人間国宝の友禅作家、森口邦彦が見出した「作家 須藤玲子」
初の個展は「工業製品でありながらアート」を体現した展覧会に
京都芸術センターは廃校になった「明倫小学校」を活用した、芸術振興のための拠点である。かつて呉服問屋が軒を連ねた土地である室町通りにあり、ふたつの元講堂、作法室と呼ばれる畳敷きの空間、そして校庭と、施設のほぼすべてを用いてテキスタイルを展示した。鴨川や桂川でかつて行われていた友禅流しの風景を再現するかのようにテキスタイルを浮遊させたり、音と映像をからめてテキスタイルを見せたり、「布の茶室」をつくったり、京丹後の職人たちと研究開発した生分解性プラスチック素材のテキスタイルを展示したりと、現在の須藤の活動につながる礎のような展示となった。
「工業製品でありながらアートでもあるという須藤さんのテキスタイルの特性がとてもよくあらわれていて、高らかな思想のある展覧会でした。僕はすべての人の理解は得られなくてもいい、何人かの人がわかればいいと思っていました。

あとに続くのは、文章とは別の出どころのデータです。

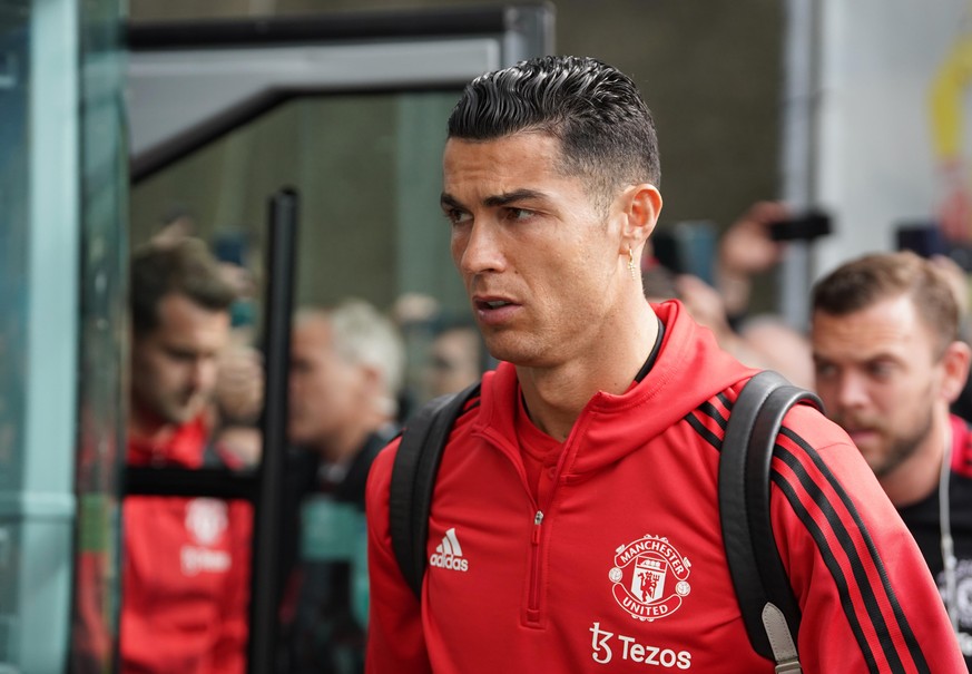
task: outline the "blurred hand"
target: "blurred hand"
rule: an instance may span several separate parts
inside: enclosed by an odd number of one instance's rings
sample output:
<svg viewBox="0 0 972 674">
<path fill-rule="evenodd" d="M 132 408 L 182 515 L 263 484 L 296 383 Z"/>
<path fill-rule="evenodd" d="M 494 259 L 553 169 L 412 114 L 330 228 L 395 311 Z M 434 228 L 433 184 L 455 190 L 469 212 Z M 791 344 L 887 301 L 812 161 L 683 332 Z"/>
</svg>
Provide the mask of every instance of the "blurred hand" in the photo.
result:
<svg viewBox="0 0 972 674">
<path fill-rule="evenodd" d="M 783 260 L 786 244 L 773 241 L 769 225 L 789 215 L 780 202 L 756 202 L 723 234 L 716 283 L 728 314 L 744 313 L 749 303 L 750 277 Z"/>
<path fill-rule="evenodd" d="M 769 225 L 787 219 L 780 202 L 757 202 L 733 223 L 719 241 L 719 264 L 730 274 L 758 274 L 783 258 L 784 245 L 769 236 Z"/>
</svg>

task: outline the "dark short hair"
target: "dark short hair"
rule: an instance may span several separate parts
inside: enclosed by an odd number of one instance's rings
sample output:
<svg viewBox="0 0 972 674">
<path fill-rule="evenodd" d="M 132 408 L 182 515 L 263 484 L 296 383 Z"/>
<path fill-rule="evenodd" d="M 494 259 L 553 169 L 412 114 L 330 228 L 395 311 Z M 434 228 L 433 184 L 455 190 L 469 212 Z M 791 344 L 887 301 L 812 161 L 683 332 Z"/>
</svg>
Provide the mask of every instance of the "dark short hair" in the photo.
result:
<svg viewBox="0 0 972 674">
<path fill-rule="evenodd" d="M 166 295 L 184 295 L 209 311 L 228 311 L 236 299 L 206 244 L 192 237 L 150 242 L 136 250 L 130 283 L 131 326 L 137 335 L 158 328 L 158 305 Z"/>
<path fill-rule="evenodd" d="M 520 131 L 560 140 L 564 175 L 588 176 L 605 196 L 658 186 L 655 121 L 635 82 L 592 58 L 546 56 L 481 75 L 449 117 L 449 137 L 494 140 Z"/>
<path fill-rule="evenodd" d="M 907 295 L 922 322 L 944 348 L 959 339 L 960 310 L 949 280 L 931 261 L 911 251 L 872 253 L 846 262 L 814 285 L 814 312 L 841 316 Z"/>
</svg>

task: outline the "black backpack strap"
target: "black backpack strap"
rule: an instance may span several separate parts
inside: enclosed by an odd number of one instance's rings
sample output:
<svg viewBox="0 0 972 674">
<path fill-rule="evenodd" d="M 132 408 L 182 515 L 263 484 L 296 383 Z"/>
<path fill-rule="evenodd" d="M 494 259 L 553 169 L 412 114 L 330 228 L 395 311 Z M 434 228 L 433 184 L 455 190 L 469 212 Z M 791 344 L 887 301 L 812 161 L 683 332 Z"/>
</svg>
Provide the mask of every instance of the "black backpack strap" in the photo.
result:
<svg viewBox="0 0 972 674">
<path fill-rule="evenodd" d="M 392 466 L 389 526 L 399 567 L 416 597 L 422 596 L 429 512 L 442 451 L 455 419 L 478 392 L 479 382 L 441 395 L 425 403 L 402 430 Z"/>
<path fill-rule="evenodd" d="M 753 377 L 733 404 L 719 459 L 719 518 L 736 597 L 753 648 L 780 673 L 801 671 L 799 605 L 773 535 L 769 466 L 783 418 L 802 401 L 823 409 L 776 372 Z"/>
</svg>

展覧会は『再生産』が大事だと僕は考えます。見に来た人が確かななにかを受けとめて、その人の創造に加味されることが大事。須藤さんの展覧会は、その力を存分に放っていました。布というのは人格と一緒になって存在するのが本来の姿。須藤さんは周りの協力を得ながら、だけど須藤さんにしかできない布を作り出す。それは彼女の人格のなせる技です」(森口氏)。
写真家の井上隆雄の写真がもたらしたもの
そしてこの展覧会を記録した図録を、森口氏は非常に高く評価している。「カメラマンは井上隆雄さん、彼は他界しましたが僕にとっても大切な親友のひとりでした。京都市立芸術大学で漆を学び、写真家になったという経歴の持ち主で、彼女の資質を見抜いて、それを写真に写し取った。陰まで含まれた写真です。いわゆる『ふつうの布』だったら、彼もあんな風には撮らなかったでしょう。グラフィックデザインの西岡勉さんも井上さんの写真に応えている。須藤さんがもともと持っていた国際的な感覚が、展覧会そのものと図録によって翼を得て、世界へと飛び立つきっかけになったと感じています」。